The two start-ups also have a different home after they were acquired. Although Habana was three years later than Nervana

Obviously, Habana is already stealing Intel's aura from the top of nervana's head. The next step is to see how Intel can maintain the vitality of these two similar product lines at the same time.


How to select the four types of chips?

We asked Xin Zhouyan, vice president of Intel's AI business unit, if he could provide suggestions on the selection of different types of coprocessors?

Julie Choi, vice president of Intel's AI business unit and general manager of Intel's AI platform and Market Research

According to her introduction, there is no AI hardware product that can guarantee the world. Intel will study the best choice with customers according to the actual needs.

FPGA is better at reasoning with low delay and high throughput,Customers who choose this infrastructure usually value the programmability of FPGA and want to configure the hardware. For example, Microsoft has made a lot of deep learning reasoning based on FPGA.

Nnp-i and nnp-t are mainly for large-scale cloud service providers,Facebook chooses nnp-i to deploy faster and more efficient reasoning calculation, and extends their support for advanced deep learning compiler glow to nnp-i.

andIndependent GPU is used in the field of supercomputing of high-performance computing in the early development goals, and also in the field of AI for large customers.

In her opinion, the introduction of nnp-t and Intel independent GPU will bring more alternative options for high-density neural network training to the market.


Conclusion:AI is at the heart of Intel's data center business

Looking at the current AI market, Intel CPU has a high voice in the reasoning market, and the new brand and ecology of FPGA are also in smooth development.
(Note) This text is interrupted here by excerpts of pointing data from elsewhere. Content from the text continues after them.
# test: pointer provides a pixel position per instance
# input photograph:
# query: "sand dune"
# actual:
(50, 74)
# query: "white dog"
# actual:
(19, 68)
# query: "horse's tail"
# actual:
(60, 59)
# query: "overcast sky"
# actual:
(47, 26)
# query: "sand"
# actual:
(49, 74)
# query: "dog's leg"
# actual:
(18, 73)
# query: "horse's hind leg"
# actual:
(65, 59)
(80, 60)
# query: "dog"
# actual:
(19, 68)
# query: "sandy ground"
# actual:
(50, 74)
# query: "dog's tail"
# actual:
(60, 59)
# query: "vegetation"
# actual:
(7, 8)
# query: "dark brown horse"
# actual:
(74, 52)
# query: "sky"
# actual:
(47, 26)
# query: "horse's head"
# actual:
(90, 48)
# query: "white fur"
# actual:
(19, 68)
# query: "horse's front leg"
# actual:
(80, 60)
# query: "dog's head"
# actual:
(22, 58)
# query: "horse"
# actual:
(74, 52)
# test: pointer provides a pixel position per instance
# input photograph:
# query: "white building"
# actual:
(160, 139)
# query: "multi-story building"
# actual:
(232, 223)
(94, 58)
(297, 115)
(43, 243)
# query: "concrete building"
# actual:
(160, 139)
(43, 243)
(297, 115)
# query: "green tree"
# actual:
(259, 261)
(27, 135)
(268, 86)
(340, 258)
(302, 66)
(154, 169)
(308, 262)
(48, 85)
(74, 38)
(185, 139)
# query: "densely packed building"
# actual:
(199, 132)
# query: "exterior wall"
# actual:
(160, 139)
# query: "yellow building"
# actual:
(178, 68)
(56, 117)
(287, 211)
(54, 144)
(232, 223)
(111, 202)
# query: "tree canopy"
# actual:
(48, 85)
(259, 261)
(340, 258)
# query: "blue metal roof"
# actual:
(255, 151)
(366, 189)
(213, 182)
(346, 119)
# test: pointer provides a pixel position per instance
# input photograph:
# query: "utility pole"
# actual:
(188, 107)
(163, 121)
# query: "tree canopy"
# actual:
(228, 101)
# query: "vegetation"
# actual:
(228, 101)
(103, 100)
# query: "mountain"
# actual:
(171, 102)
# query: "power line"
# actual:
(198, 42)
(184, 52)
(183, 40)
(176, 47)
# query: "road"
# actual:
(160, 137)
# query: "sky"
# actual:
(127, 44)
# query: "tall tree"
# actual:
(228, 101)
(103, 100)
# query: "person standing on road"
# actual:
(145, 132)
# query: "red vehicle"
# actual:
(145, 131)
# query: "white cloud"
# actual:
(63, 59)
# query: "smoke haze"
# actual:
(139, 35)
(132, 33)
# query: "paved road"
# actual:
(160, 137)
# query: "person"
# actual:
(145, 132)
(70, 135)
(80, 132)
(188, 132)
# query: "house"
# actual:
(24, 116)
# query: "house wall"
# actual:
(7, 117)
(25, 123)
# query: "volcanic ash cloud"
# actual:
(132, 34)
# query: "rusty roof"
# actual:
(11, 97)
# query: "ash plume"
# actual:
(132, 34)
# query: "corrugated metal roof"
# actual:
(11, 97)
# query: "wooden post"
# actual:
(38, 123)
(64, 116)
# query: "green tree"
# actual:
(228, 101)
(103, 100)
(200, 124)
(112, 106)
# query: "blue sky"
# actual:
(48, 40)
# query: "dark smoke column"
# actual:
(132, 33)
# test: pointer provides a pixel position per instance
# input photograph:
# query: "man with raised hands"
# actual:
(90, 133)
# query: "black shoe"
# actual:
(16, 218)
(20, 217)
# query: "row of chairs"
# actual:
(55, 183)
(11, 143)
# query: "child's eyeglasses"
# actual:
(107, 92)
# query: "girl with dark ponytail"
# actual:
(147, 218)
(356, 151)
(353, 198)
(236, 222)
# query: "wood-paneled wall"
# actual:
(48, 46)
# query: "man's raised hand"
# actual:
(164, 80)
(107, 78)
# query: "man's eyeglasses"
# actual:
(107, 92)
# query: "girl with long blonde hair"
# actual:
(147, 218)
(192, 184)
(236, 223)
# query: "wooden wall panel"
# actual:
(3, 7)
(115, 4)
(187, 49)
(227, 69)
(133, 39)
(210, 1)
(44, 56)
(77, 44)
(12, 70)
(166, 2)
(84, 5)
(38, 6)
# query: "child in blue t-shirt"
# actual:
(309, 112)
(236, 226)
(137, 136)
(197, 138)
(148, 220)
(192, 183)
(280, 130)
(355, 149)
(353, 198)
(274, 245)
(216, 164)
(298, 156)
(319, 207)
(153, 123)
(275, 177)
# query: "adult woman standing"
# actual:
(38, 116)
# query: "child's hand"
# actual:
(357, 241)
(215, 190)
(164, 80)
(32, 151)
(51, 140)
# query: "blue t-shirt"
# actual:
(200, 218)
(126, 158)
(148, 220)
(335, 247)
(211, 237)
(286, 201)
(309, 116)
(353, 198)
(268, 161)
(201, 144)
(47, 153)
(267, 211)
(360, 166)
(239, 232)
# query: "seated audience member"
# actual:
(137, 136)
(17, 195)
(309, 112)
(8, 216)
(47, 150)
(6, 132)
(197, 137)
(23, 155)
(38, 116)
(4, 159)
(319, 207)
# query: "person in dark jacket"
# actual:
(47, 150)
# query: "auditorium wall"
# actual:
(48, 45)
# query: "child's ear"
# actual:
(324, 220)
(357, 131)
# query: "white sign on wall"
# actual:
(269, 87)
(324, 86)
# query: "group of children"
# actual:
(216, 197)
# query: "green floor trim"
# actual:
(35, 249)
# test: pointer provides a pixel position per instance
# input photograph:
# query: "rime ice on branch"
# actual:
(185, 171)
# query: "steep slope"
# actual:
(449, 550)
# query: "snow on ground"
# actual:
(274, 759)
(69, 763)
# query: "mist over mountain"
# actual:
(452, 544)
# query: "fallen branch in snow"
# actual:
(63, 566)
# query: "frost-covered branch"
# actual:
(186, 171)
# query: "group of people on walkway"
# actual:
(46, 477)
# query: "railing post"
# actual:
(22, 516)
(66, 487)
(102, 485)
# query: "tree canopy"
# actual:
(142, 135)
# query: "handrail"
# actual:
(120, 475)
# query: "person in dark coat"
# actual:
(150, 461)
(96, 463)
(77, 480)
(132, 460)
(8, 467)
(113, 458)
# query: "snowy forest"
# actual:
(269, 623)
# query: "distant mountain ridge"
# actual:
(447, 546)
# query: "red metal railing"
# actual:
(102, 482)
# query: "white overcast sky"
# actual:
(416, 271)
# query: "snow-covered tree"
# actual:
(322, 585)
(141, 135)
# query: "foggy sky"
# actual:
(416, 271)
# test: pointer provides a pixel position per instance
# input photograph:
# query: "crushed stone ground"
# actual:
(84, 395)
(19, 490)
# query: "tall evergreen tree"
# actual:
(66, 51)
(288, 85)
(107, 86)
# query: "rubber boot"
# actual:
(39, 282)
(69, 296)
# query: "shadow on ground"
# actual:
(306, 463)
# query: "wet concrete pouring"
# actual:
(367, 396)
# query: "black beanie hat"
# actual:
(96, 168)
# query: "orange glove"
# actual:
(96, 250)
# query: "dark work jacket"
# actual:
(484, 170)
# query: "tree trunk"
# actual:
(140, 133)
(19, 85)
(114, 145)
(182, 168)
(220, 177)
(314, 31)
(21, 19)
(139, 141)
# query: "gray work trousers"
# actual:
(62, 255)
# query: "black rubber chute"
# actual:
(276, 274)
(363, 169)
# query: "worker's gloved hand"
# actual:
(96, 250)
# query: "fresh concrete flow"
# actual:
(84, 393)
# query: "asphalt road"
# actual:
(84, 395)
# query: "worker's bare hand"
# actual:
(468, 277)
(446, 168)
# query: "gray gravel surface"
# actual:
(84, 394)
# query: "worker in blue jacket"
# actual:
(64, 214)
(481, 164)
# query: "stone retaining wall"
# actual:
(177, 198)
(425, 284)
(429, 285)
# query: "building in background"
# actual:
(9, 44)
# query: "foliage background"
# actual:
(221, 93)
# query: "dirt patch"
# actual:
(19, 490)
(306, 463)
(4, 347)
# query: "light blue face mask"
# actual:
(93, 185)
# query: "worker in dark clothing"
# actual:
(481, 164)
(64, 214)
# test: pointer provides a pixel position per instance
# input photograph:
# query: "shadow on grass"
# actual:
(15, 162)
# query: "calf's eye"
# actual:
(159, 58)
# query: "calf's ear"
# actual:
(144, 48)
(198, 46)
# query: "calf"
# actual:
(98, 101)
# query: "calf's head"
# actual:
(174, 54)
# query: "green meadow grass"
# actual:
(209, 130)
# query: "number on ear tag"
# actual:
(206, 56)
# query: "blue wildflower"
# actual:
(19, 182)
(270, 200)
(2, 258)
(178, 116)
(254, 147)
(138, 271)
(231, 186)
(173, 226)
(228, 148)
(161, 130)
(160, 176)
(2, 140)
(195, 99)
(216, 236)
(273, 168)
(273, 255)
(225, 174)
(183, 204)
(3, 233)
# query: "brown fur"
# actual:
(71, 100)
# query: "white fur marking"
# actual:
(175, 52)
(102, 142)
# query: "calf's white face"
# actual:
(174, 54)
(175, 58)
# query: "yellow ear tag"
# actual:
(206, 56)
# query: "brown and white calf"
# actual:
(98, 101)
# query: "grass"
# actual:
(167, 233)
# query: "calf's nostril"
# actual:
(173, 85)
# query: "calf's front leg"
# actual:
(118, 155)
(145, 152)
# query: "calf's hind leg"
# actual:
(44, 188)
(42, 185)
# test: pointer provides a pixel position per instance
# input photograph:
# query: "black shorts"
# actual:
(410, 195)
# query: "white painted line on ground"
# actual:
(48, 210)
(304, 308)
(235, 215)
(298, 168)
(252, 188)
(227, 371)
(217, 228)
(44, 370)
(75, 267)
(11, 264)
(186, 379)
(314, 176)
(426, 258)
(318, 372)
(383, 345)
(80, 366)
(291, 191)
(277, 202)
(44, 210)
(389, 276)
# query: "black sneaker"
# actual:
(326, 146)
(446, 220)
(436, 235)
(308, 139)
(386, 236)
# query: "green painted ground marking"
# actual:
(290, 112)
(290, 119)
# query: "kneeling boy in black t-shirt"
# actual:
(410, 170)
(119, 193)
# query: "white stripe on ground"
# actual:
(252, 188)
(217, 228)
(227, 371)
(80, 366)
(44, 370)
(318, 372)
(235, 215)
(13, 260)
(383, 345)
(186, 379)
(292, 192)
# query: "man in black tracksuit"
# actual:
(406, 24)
However, competitors have shown a strong pursuit attitude, and Intel's nerves still need to be strained.

Although the latest financial results once again prove Intel's leading strength in PC and server chip market, in terms of the booming data center AI market, Intel has not shown a threat in the field of AI training, which depends on whether its independent GPU, nervana nnp-t and Habana Goya can win customers' confidence in the future.

The four types of architectures we focus on are just one of Intel's six strategies to accelerate the development of AI.

Intel will accelerate production at 10 nm, the 7 nm production plan will take place in 2021, and intel is already working on its 5 nm process technology, according to mr.

In addition, Intel supports advanced packaging technology of heterogeneous integration, open cooperative alliance CXL, EMI technology of accelerating multi chip communication interconnection, software stack of deep mining hardware performance and energy efficiency, cross architecture unified software platform oneapi of simplified programming, and innovation in security, memory and storage technology, all of which are in favor of AI workload efficiency, programmability and scalability Enhance the escort.

Data center AI chip players are divided into two groups, one group tends to be divided into two general cross industry solutions, the other group focuses on data center or edge reasoning in a specific field.

Intel has been very determined to continue to increase its firepower in both breadth and depth, not only providing comprehensive hardware and software options, but also striving to ensure that the linearity of each independent product can be high enough. In the future, as AI models become more complex and common, Intel's system integration strategy may also usher in a time of accumulation.